One of the highpoints of the Award night was Prince Ekeh’s fire-starter speech which threw the audience in awe of a young African entrepreneurial genius who brilliantly connected the dots between conventional and unconventional business models to point the audience to a hybrid model that suits contemporary paradigms, builds trust, promotes best practices and inclusivity while creating measurable social impact.
This model prompted him to create a composite e-commerce outpost that combines online shopping with physical in-store shopping thus giving clients plurality of options. This composite model is now being replicated around the world by other e-commerce firms.
He wondered how corporates can build at scale, create impact, and still fit into the world’s definition of “responsible”.
Hear him: “When we acquired Konga from Naspers, Africa’s most valuable company and Kinnevik, a Swedish investment company and merged it with Yudala, we faced a similar dilemma. Do we build just an e-commerce company — or do we build infrastructure that can outlive us? We chose the harder path — to build the rails of digital commerce for Nigeria and, ultimately, for Africa. Because entrepreneurship that truly changes lives must solve real problems — not just build pretty apps.

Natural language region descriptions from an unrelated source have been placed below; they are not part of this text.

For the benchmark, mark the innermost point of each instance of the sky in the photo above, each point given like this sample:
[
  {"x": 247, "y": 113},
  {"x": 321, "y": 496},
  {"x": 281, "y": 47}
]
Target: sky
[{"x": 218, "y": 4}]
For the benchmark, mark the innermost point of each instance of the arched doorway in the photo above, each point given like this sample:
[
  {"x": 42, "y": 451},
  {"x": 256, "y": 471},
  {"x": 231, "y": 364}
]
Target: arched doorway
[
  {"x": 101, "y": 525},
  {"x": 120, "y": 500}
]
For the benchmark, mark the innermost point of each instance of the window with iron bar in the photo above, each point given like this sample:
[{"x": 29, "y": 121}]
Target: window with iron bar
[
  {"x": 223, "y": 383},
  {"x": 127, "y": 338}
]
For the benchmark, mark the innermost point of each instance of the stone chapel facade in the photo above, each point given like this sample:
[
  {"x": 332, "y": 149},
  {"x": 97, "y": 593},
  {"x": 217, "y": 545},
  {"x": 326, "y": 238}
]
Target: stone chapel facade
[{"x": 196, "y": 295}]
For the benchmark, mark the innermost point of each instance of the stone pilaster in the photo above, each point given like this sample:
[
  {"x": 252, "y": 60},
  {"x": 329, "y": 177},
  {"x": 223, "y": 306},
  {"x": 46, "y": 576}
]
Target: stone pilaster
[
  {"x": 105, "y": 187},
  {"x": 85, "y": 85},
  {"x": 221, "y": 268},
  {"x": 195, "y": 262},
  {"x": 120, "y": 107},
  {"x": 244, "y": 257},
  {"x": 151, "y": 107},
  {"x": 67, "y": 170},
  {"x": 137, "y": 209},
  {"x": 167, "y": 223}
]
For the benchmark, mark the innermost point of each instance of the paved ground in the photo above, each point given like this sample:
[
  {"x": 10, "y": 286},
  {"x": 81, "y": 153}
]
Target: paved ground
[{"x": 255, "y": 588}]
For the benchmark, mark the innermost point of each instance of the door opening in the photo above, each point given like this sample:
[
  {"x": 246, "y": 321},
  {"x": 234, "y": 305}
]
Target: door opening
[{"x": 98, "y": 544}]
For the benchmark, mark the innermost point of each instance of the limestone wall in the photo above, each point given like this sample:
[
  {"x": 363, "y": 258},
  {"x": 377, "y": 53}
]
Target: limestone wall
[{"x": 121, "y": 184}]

“Back then, small businesses couldn’t collect payments easily. Logistics was unreliable. Trust was scarce. A customer in Lagos couldn’t confidently buy from a seller in Aba. So, we built KongaPay to enable payments. We built Konga Logistics to move goods. We built a hybrid retail model that connected online trust with offline reliability. And we built Konga TV and radio channels to add lifestyle and to connect it all — giving merchants, customers, and partners a voice within the same ecosystem.
“Today, over 195,000 merchants, 4 million customers and hundreds of logistics franchisees depend on Konga’s ecosystem. Every package delivered isn’t just commerce — it’s connection. It’s a small business in Enugu selling to a customer in Kano for the first time. It’s a logistics agent who now employs 100 drivers because of our franchise model. That’s what scalable social impact looks like — technology turning potential into prosperity.”
According to him, the Elon Musk “business model matters because it reminds us that the world’s greatest innovations are usually not neat, or fully compliant with every framework — but they move humanity forward.”
“In Africa, impact can’t just be theoretical. It must be tangible — food on tables, jobs created, families lifted, systems digitised. At Konga, our belief is simple: True social impact is not charity — it’s infrastructure for inclusion. When a merchant in Lagos has the same digital tools as a retailer in London, that’s equality of access. When a delivery rider in Kano builds a franchise from one bike to 100, that’s wealth redistribution powered by innovation. This is what it means to build a socially conscious business at scale — where every commercial success expands opportunity for others.
“And that’s the future of entrepreneurship — especially in Africa: Build fast, build wide, but build with meaning. So, as we celebrate ESGs (Environmental Social Governances) and SDGs (Sustainable Development Goals), let’s not forget the real “G” that matters — GROWTH. Growth that includes people. Growth that lasts. Growth that transforms.
“The entrepreneurs who will shape the next decade will not be the ones who just fit into systems — but those who build new systems that fit more people in. That’s what we strive for at Konga — what I call commercial scale with social soul. And if that’s not good for business…then maybe we need to redefine what “good” really means,” he wrapped up his speech to a thunderous ovation.
Dignitaries who attended the event included billionaire entrepreneurs, amongst them were Dragons’ Den star, Richard Faileigh and Reebok Co- founder, Joe Foster who also received Awards.
A powerful Nigerian contingent at the event included the Minister of Information and National Orientation, Alhaji Mohammed Idris; NAFDAC DG, Professor Mojisola Adeyeye; wife of Kwara state governor, Professor Olufolake Abdulrazaq; among others.